A three-way competition between billionaire entrepreneurs Jeff Bezos, Elon Musk, and Richard Branson has spurred the development of a nascent astro-tourism industry.

The four astronauts on board Elon Musk’s SpaceX flight include Rayyanah Barnawi (left) and Ali al-Qarni (right) from Saudi Arabia along with US businessman John Shoffner (center left) and retired NASA commander Peggy Whitson (center right)

Branson’s Virgin Galactic Holdings said last week its first commercial spaceflight, called ‘Galactic 01’, would launch between June 27 and June 30. 

The company has a reported backlog of 800 customers for the roughly 90-minute up-and-back flights, most of whom have paid between $250,000 and $400,000 for their tickets.

Since June 2021, when the first seat was sold for $28 million, Bezos’ space tourism venture Blue Origin has offered 10-minute flights to an altitude of about 350,000 feet (106 km), where passengers experience a few moments of weightlessness before returning to Earth.

A Japanese billionaire has already bought every seat on the maiden voyage of Musk’s SpaceX Starship rocket, intended to spend three days circling the moon and come within 200 kilometers of the lunar surface. 

READ MORE: SpaceX successfully launches three paying customers on a multi-million dollar flight to the International Space Station 

SpaceX successfully launched a multi-million dollar flight to the International Space Station last month with two Saudis on board – the nation’s first astronauts in decades. 

Initially scheduled for 2023, the flight has been delayed by failed tests of the vehicle.

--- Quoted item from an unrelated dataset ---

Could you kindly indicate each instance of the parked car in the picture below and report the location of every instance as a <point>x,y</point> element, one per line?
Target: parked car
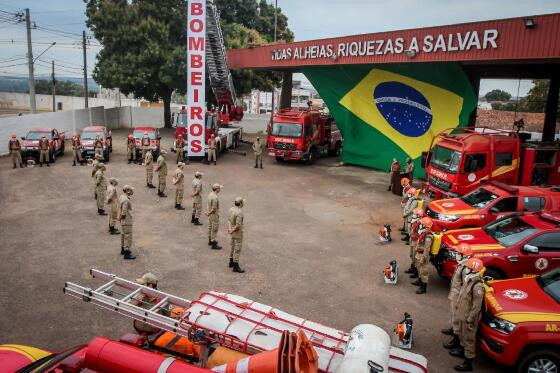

Meanwhile, on Earth, rich tourists disinclined to make grueling treks through some of the planet’s toughest terrain can fly overhead or book private helicopters instead.

Before he set his sights on space, Branson was one of an elite group of extreme hot-air balloon travelers, becoming the first to traverse the Pacific Ocean in a balloon in 1991. Other wealthy individuals have set more distance, height, and duration records in the past few decades.

Heli-skiing services have launched in the snowy Himalayan mountains of Indian Kashmir, between India and Pakistan, during lulls in violence between Muslim separatists and the New Delhi government.

Mount Roraima, a mystic, flat-topped mountain on the Venezuela-Brazil border that inspired Arthur Conan Doyle’s 1912 ‘The Lost World’ novel and was once only accessible to the Pemon indigenous people, now attracts thousands of hikers each year — and a few visitors who arrive at the top via helicopter.

The element of exclusivity of such adventures adds to their desirability.

Dr Lyons said: ‘I have a lot of billionaire clients. It’s availability, but it’s also exclusivity. It makes you feel important, and it makes you feel special, especially if there’s low self-esteem involved, which there absolutely can be. Money doesn’t necessarily give you esteem. 

‘This sense of importance and specialness that arises from doing something… going down into the submarine that costs $250,000, or hiking Kilimanjaro, versus going on a roller coaster, is quite different. There’s an exclusivity which gives you that extra pump.’

There is an aspect of competitiveness, too. 

‘As you earn more, you start hanging around people who have more, so it’s a constant comparative experience and challenging. In those circles, as you climb up, there’s this sense of needing more,’ Dr Lyons said.

‘Let’s not forget; there is a high earners club, and they’re friends. There’s social pressure of doing things like this.’